Coupable ? Ou victime d’une manipulation policière ? Échos de l’audience en appel de Cyril à Rennes le 06 mars 2013

rédigé par Geneviève Coiffard-Grosdoy

Cyril est tailleur de pierre (il a aussi fait une formation en boulangerie), sans emploi à ce jour, originaire de la région, où il est né et a vécu, ; il habite la commune de A, ou il retape une maison, avec des amis qu’il héberge. Il est détenu depuis le 28 novembre 2012, jugé en comparution immédiate, et condamné en correctionnelle à Nantes : – pour violence contre les gendarmes sans incapacité de travail, – et violence avec arme contre un civil, M. G (3 jours d’ITT), – port d’armes (une sorte de fronde) – et attroupement à visage masqué ; condamnation à 10 mois de prison dont 5 avec sursis – interdiction de paraître en Loire Atlantique sauf dans sa commune de résidence, – interdiction de port d’armes. – Cinq autres personnes étaient en cause, seul Cyril a eu droit à comparution immédiate. L’opération lors de laquelle les faits se sont produits avait pour objectif, selon les gendarmes, de libérer les routes.

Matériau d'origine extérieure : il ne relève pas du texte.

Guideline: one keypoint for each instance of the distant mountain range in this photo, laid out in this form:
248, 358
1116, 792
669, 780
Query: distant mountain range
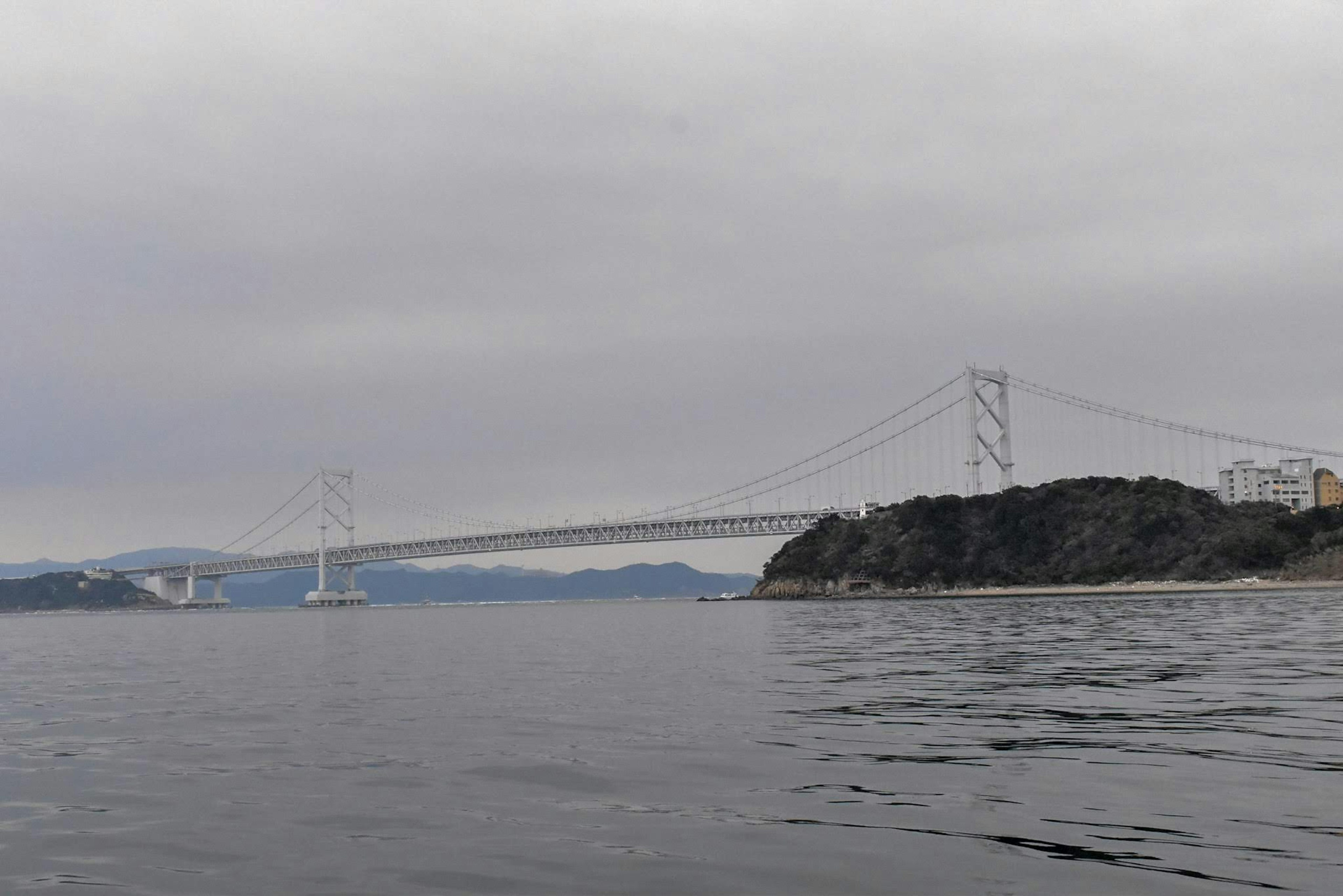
409, 583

Cyril explique son appel par sa volonté d’obtenir la levée de l’interdiction de circuler en Loire Atlantique. Calme et digne, il reconnaît le port de masque, comme protection contre les lacrymogènes, un coup avec la ’fronde’ sur une personne en civil sans savoir que c’était un gendarme, un jet de bouteille en direction des gendarmes et un coup sur M. G qui le décrit comme ’très agressif’. Les gendarmes l’identifient comme ’un meneur’. Il se serait dit membre de l’ARB, et venu ’casser du gendarme’. Son casier n’est pas vierge...

Tout en semblant admettre que se dissimuler le visage peut effectivement avoir l’objectif de se protéger, l’Avocat Général maintient la caractérisation d’attroupement à main armée et s’attache à justifier qu’il faut retenir l’’élément intentionnel’ : il voulait se faire du flic... les interpellations ne visent pas quelques traînards... elles visent les meneurs, les leaders, que les gendarmes sur place savent identifier sans erreur... On peut imaginer la sidération de Cyril quand il s’est rendu compte que ceux qu’il croyait ses camarades de combat étaient en fait des gendarmes, ce dont il a été tenu compte... mais il y a bien eu de la part de Cyril attaque sur M. G sans être en état de légitime défense, et jet de projectile ensuite sur gendarmes identifiables.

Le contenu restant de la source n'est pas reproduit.